Austria and Germany step in to help Portugal’s Covid crisis

Austria and Germany have today pledged to step in and help Portugal through its spiralling Covid crisis.

Intensive care patients are to be transported to Austria announced the country’s chancellor Sebastian Kurz, while Germany is sending health professionals and medical equipment.

Details coming through are brief for the time being.

Sebastian Kurz’s announcement came via a tweet in which he said: “The Covid-19 pandemic represents enormous challenges for all European countries. It is a demand of European solidarity to help quickly and without bureaucracy to save lives”.

Diário de Notícias says the offer of help came during a telephone conversation between Mr Kurz and Portuguese prime minister António Costa.

For now, it is unclear how many intensive care patients will be transferred to Austria, or by what means of transportation.

Says DN, Austria has already received patients from Italy, France and Montenegro through the pandemic.
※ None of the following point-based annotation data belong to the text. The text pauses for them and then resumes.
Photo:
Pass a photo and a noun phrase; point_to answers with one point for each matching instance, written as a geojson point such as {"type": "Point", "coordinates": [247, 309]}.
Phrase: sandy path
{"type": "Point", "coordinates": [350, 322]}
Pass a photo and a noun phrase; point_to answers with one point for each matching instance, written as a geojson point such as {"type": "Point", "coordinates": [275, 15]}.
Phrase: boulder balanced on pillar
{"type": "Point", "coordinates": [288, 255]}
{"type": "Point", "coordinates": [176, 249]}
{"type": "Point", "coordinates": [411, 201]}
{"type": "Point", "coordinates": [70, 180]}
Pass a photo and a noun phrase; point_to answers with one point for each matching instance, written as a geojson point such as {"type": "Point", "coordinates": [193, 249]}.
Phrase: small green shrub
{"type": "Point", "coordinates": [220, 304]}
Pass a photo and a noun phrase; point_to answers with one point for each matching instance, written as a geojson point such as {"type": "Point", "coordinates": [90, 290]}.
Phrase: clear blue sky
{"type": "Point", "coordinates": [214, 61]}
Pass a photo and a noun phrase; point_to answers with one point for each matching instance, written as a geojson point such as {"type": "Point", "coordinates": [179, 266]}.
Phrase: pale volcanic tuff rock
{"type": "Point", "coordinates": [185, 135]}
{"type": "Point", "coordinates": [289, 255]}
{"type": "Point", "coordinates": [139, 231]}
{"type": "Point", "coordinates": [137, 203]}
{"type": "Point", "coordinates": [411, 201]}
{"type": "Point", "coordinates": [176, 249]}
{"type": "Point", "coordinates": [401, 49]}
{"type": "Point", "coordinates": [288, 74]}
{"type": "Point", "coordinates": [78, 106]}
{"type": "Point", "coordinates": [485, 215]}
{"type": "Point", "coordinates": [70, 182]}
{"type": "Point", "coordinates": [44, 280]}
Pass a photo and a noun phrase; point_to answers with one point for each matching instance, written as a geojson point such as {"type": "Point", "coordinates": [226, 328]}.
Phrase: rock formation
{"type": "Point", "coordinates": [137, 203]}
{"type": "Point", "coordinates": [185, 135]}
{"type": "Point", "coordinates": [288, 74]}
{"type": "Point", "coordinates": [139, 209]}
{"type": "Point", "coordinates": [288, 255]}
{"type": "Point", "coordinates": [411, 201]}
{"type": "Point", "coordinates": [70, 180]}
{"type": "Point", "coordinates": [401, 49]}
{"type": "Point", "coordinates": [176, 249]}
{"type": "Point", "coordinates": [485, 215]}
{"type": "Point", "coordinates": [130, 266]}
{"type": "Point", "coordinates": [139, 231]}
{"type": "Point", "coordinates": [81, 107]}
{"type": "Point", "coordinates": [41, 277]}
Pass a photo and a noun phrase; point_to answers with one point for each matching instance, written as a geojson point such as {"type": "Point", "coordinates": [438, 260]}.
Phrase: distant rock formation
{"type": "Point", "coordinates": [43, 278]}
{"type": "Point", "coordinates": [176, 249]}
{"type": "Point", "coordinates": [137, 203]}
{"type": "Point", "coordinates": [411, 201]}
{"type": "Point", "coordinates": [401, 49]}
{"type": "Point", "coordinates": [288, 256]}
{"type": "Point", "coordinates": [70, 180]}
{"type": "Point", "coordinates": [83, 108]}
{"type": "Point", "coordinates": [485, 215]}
The country is currently in its third lockdown, in place since December 26. Non-essential commerce is closed, with citizens’ mobility limited. “This has reduced contagions to roughly 1,500 per day”, says DN.
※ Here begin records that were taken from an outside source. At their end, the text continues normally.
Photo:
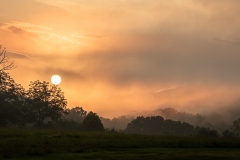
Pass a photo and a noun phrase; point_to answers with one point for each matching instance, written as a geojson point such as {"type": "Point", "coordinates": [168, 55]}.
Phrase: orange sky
{"type": "Point", "coordinates": [121, 57]}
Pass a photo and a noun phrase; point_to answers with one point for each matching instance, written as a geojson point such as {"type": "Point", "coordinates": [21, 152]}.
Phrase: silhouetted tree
{"type": "Point", "coordinates": [12, 98]}
{"type": "Point", "coordinates": [92, 122]}
{"type": "Point", "coordinates": [46, 102]}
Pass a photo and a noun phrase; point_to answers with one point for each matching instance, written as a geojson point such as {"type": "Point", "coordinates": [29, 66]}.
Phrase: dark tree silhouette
{"type": "Point", "coordinates": [12, 98]}
{"type": "Point", "coordinates": [92, 122]}
{"type": "Point", "coordinates": [46, 101]}
{"type": "Point", "coordinates": [157, 125]}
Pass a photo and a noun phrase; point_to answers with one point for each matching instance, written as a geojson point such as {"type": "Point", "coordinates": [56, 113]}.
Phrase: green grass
{"type": "Point", "coordinates": [53, 144]}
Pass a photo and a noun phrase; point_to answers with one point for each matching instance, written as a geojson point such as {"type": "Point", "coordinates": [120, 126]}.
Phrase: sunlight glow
{"type": "Point", "coordinates": [56, 79]}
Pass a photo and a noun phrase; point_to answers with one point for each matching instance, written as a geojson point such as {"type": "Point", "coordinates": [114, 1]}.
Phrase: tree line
{"type": "Point", "coordinates": [44, 105]}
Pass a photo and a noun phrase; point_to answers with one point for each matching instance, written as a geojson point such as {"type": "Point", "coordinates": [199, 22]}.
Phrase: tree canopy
{"type": "Point", "coordinates": [92, 122]}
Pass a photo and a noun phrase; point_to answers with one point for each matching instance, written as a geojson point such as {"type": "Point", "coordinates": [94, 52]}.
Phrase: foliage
{"type": "Point", "coordinates": [46, 101]}
{"type": "Point", "coordinates": [92, 122]}
{"type": "Point", "coordinates": [12, 99]}
{"type": "Point", "coordinates": [157, 125]}
{"type": "Point", "coordinates": [76, 114]}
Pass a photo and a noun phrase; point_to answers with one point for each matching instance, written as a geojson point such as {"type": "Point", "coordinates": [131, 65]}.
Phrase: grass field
{"type": "Point", "coordinates": [52, 144]}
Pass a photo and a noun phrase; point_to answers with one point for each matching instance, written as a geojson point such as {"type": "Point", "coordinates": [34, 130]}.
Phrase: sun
{"type": "Point", "coordinates": [56, 79]}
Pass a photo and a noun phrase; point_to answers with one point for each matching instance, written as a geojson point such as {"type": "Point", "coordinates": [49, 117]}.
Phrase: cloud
{"type": "Point", "coordinates": [113, 53]}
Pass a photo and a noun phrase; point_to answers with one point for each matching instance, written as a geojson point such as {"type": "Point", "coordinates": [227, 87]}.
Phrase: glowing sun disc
{"type": "Point", "coordinates": [56, 79]}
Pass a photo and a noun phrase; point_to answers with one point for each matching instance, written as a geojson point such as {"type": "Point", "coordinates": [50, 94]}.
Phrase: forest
{"type": "Point", "coordinates": [39, 117]}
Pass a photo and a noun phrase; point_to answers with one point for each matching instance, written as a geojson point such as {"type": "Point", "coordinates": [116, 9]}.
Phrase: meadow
{"type": "Point", "coordinates": [57, 144]}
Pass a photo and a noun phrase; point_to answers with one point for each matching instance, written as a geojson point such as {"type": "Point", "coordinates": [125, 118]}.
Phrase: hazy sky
{"type": "Point", "coordinates": [121, 56]}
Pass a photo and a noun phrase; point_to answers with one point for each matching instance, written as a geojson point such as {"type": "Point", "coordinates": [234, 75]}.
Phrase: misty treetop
{"type": "Point", "coordinates": [21, 107]}
{"type": "Point", "coordinates": [157, 125]}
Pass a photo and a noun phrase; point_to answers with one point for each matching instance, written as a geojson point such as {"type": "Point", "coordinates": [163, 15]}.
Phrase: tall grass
{"type": "Point", "coordinates": [29, 142]}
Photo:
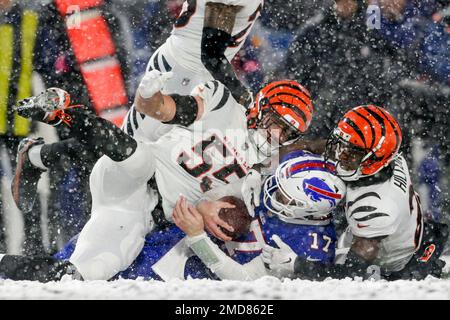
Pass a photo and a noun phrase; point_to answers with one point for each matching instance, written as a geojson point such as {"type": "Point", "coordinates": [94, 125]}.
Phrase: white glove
{"type": "Point", "coordinates": [279, 260]}
{"type": "Point", "coordinates": [251, 190]}
{"type": "Point", "coordinates": [153, 82]}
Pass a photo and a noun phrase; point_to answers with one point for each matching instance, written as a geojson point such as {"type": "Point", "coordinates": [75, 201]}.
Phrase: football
{"type": "Point", "coordinates": [237, 217]}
With only 8.9 million inhabitants, Austria’s accumulated seven-day average of positive cases is down to 107 which means hospitals are nothing like as under pressure as those in Portugal.

Austria’s deaths since the start of the pandemic have reached 7.600. Portugal is currently registering over 12,000, with forecasts pointing to this increasing markedly for the next two weeks at least (click here).

As to help offered by Germany, this is arriving on Wednesday (February 3) in the form of around 26 military health professionals and intensive care equipment, says Público.

The announcement was made by Germany’s ministry of defence.

German magazine Der Spiegel reports the military doctors and para-medics “will initially remain on Portuguese territory for three weeks”.

They will be bringing with them 50 stationery and mobile ventilators, as well as 150 patient beds.